Archive for Thursday, April 26, 2007

District hears bond estimate

April 26, 2007

The Eudora USD 491 Board of Education received a clearer view Monday of the possible cost of a fall 2008 bond issue.

DLR Group architect Kevin Greischar presented the board with what would be a $45 million question if the district includes everything it defined in an eight-tier list earlier in the year.

Greischar also presented the board with a preliminary construction timeline.

The first project on DLR's timeline is a 1,000-student first- through fifth-grade elementary school.

Greischar estimated the cost of the building with a fall 2009 opening in mind.

"That is going to be the first project to be done because it is the most important with what is going on," Greischar said.

After constructing the grade school, the district would stagger the construction of other projects within the bond until 2010.

"I always want to keep none of the project's bidding on top of each other," Greischar said.

According to his numbers, allowing a cost of $157.50 per square foot, the new grade school could cost the district $24.8 million. Greischar said he included a 5-percent padding for inflation within the total.

"We spent some time very specifically on the elementary school because it's the largest component."

Greischar next presented an estimated cost for improvements to Eudora Middle School. Based on community input, the district plans to build a sixth-grade attendance center at the school and improve space issues within the main building. Greischar's estimate pegged the middle school's cost at $3.21 million.

At Eudora High School, Greischar laid out plans for what could be a $6.6 million worth of improvements including a 750-seat auditorium.

Board member Mark Chrislip questioned why the square footage for the auditorium would be so much more expensive.

The relatively higher expense would be because of a specially shaped ceiling, ensuring acoustics and other special considerations the district would need with an auditorium and opposed to classroom, Greischar said.

The estimate also included a $2.9 million stadium and a $3.4 million technical education center and $378,000 worth of improvements to Eudora West Elementary to turn it into a kindergarten and preschool center.

The district has plans for the stadium already drafted, Greischar said.

The bond projects that are lower on the priority list wouldn't be built until 2010.

The total for the bond, allowing for 5-percent inflation over each of the next three years, came to $45,990,888.

Before Greischar's presentation, Superintendent Marty Kobza presented possible strategies to pay for the bond.

In his presentation, Kobza presented two scenarios. Each scenario looked at what it would take to keep the district's overall mill rate steady if the district only had a five-percent increase in assessed valuation until the time it had to pay for the bond. Historically, the district has had between 10- to 11-percent increases in assessed valuation, Kobza said.

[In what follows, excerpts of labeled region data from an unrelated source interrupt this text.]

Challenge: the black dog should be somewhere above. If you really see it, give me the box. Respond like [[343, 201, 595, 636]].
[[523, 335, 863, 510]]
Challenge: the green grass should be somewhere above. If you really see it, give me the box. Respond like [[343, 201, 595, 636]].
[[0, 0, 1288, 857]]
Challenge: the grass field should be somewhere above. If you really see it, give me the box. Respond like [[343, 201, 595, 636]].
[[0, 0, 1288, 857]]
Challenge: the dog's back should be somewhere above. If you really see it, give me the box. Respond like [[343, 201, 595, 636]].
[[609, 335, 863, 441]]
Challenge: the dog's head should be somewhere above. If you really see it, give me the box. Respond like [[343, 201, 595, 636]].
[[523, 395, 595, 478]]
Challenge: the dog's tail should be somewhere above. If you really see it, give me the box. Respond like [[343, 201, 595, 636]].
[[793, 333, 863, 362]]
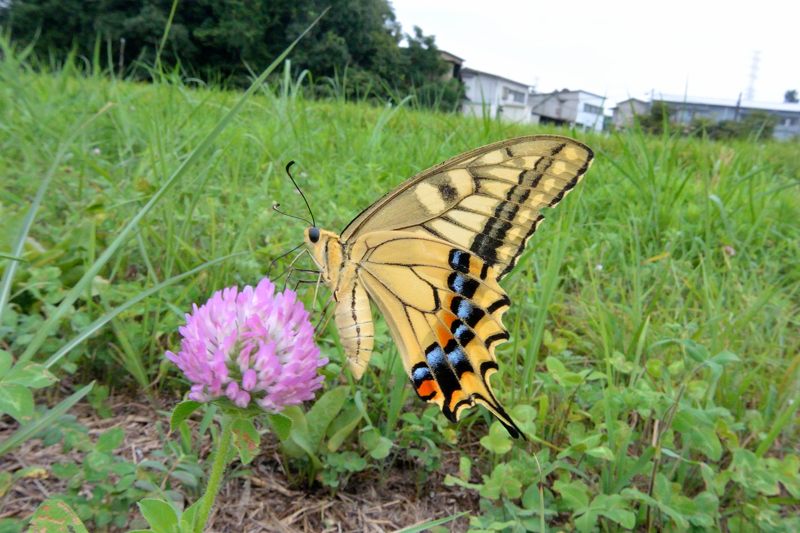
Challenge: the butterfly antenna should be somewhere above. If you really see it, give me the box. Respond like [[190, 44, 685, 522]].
[[272, 202, 314, 226], [286, 161, 317, 228], [267, 243, 303, 277]]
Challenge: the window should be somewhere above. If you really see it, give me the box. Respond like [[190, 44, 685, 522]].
[[583, 104, 603, 115], [503, 87, 525, 104]]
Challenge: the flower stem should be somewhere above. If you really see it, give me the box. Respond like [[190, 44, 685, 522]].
[[195, 415, 233, 533]]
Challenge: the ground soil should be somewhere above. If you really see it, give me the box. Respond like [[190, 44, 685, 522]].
[[0, 398, 478, 532]]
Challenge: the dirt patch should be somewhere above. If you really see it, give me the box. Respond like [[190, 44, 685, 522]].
[[0, 398, 478, 532]]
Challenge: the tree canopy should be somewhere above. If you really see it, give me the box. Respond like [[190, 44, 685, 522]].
[[0, 0, 460, 106]]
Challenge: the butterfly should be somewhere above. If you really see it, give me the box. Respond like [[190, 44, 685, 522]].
[[305, 135, 594, 438]]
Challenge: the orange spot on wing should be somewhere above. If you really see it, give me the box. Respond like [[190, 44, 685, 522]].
[[436, 325, 453, 346], [417, 379, 439, 401]]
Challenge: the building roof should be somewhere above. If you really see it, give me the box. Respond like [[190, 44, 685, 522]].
[[653, 94, 800, 113], [612, 98, 650, 109], [533, 89, 606, 100], [439, 49, 464, 65], [461, 67, 532, 87]]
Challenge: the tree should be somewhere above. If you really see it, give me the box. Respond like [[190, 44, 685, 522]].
[[637, 101, 672, 134], [0, 0, 461, 105]]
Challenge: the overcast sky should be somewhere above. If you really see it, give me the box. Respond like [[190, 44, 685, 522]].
[[390, 0, 800, 108]]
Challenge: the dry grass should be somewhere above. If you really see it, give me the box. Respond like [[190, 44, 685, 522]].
[[0, 398, 478, 533]]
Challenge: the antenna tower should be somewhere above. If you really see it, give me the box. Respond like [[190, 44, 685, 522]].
[[744, 50, 761, 102]]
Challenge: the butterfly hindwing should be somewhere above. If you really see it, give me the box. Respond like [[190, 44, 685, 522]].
[[357, 231, 521, 436], [342, 135, 593, 279], [306, 135, 593, 437]]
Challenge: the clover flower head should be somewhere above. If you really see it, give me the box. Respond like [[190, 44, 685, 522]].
[[166, 278, 328, 413]]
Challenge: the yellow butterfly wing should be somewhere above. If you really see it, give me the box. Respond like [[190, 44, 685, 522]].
[[306, 135, 593, 437], [357, 231, 522, 437], [341, 135, 594, 279]]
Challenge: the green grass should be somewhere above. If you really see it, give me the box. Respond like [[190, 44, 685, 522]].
[[0, 44, 800, 529]]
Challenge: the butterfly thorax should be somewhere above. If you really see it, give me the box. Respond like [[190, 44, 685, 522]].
[[305, 227, 345, 292]]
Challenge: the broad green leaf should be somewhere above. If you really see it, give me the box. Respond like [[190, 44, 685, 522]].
[[267, 413, 292, 440], [360, 428, 392, 459], [586, 446, 614, 461], [0, 383, 33, 422], [397, 511, 467, 533], [231, 418, 261, 464], [672, 408, 722, 461], [480, 463, 522, 500], [328, 405, 364, 452], [84, 451, 113, 472], [282, 405, 322, 468], [0, 382, 94, 455], [138, 498, 178, 533], [481, 421, 513, 455], [0, 350, 14, 374], [29, 498, 89, 533], [553, 479, 589, 511], [710, 351, 741, 365], [95, 428, 125, 453], [169, 400, 203, 431], [729, 449, 780, 496], [2, 362, 58, 389], [0, 472, 14, 498], [575, 509, 598, 533], [306, 386, 350, 450]]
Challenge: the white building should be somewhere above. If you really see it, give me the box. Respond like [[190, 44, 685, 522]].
[[461, 68, 531, 122], [614, 95, 800, 139], [611, 98, 650, 128], [528, 89, 605, 131]]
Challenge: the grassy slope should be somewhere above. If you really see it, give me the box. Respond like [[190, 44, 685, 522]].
[[0, 54, 800, 524]]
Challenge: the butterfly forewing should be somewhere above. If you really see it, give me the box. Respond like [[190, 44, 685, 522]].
[[342, 136, 593, 278], [357, 231, 521, 436], [306, 135, 593, 437]]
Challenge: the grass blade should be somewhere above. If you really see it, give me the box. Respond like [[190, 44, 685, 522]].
[[21, 10, 327, 362], [44, 252, 245, 368], [0, 381, 94, 456]]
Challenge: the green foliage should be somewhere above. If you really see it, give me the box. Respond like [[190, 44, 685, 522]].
[[30, 498, 89, 533], [0, 0, 462, 110], [0, 38, 800, 531]]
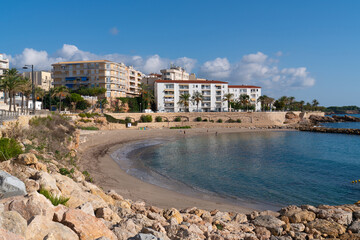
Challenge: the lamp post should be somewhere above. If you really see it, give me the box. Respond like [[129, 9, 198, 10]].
[[23, 65, 36, 115]]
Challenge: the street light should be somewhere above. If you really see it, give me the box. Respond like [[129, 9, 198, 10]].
[[23, 65, 36, 115]]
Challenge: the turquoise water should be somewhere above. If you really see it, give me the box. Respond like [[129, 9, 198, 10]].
[[136, 132, 360, 206]]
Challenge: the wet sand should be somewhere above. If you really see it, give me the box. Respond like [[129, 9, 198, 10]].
[[79, 128, 289, 213]]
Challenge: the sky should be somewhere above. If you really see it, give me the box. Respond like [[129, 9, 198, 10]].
[[0, 0, 360, 106]]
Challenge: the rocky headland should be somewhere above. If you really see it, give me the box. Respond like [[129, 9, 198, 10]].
[[0, 114, 360, 240]]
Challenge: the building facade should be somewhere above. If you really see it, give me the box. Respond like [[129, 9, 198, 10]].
[[0, 53, 9, 76], [160, 65, 189, 80], [22, 71, 53, 91], [52, 60, 144, 98], [228, 85, 261, 111], [155, 80, 228, 112]]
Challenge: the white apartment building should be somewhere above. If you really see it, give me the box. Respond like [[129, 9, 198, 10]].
[[0, 53, 9, 76], [160, 65, 189, 80], [52, 60, 144, 98], [228, 85, 261, 111], [22, 71, 53, 91], [155, 80, 228, 112]]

In the first scenario, Kobza looked at the bond costing the district the estimated $40 million.

"Understand that these are very conservative estimates," Kobza said.

A $40 million bond would mean a 2.28-mill increase to the district's bonded interest payments.

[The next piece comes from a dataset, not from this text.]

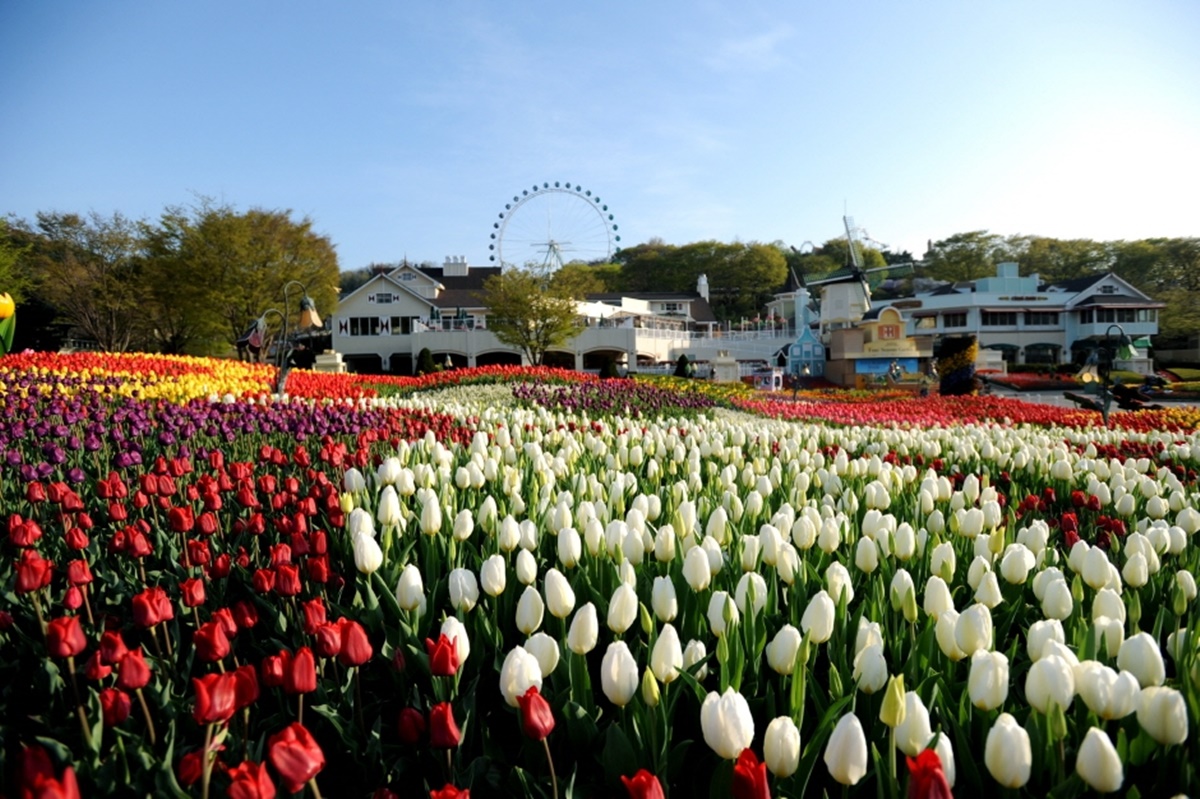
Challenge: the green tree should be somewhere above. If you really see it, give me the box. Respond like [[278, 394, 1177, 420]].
[[484, 266, 583, 366], [922, 230, 1012, 283], [148, 198, 340, 353], [18, 212, 149, 352]]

In order to keep the district's overall mill rate steady, the district would need to reduce its capital outlay bonding authority from 8 to 6 mills.

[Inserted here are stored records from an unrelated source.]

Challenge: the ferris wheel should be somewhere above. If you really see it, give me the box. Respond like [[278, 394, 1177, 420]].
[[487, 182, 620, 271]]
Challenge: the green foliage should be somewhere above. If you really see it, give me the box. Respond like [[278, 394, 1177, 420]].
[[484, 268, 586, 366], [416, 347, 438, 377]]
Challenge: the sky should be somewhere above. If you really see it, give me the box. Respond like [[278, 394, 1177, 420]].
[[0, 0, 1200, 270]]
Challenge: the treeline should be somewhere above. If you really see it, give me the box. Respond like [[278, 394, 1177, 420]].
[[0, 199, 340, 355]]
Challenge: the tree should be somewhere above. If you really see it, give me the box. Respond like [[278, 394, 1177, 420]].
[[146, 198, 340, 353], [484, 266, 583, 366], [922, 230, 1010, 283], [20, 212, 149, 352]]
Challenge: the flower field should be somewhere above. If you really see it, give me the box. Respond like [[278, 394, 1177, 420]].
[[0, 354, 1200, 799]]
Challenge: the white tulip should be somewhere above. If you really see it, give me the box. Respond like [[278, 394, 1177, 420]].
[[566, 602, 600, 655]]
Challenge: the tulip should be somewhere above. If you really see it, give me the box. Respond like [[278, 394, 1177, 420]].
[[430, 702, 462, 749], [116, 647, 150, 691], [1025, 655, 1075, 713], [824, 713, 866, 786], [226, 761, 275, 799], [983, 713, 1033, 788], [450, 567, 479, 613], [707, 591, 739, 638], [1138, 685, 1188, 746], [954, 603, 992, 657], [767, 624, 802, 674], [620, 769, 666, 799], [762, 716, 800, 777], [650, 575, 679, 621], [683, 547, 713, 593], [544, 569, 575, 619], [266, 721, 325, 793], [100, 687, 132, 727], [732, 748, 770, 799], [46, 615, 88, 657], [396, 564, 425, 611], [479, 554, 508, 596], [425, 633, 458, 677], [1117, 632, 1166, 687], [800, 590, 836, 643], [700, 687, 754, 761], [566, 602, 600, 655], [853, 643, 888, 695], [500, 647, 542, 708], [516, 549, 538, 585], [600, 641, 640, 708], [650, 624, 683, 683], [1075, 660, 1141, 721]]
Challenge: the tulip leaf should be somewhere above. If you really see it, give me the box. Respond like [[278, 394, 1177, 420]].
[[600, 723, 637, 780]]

If the project came to $45 million the district would see a 5.5-mill increase in its bonded interest payments.

To free up the funds in capital outlay ---- which go toward non-personnel and capital improvement projects within the district ---- the board could start trimming the possible bond package or incorporating current capital outlay projects into the bond.

In particular, the district could incorporate a lease-purchase agreement for computer technology made with Apple Inc., Kobza said.

If the district does include the lease-purchase agreement and the bond passes, the district would be able to use state aid, which would cover 37 percent of the district's total bonded interest payments.

Even in the worst-case scenario, the district would maintain the outlay funds to eliminate any impact to instructional or vital programs, Kobza said.

With the estimate in front of them, the board members will take another look at the bond priorities.

"Personally, I think we need to focus on a $45 million bond issue, but I think we really need to take a hard look at the components of that," board member Kenny Massey said.

The board took no action following the report.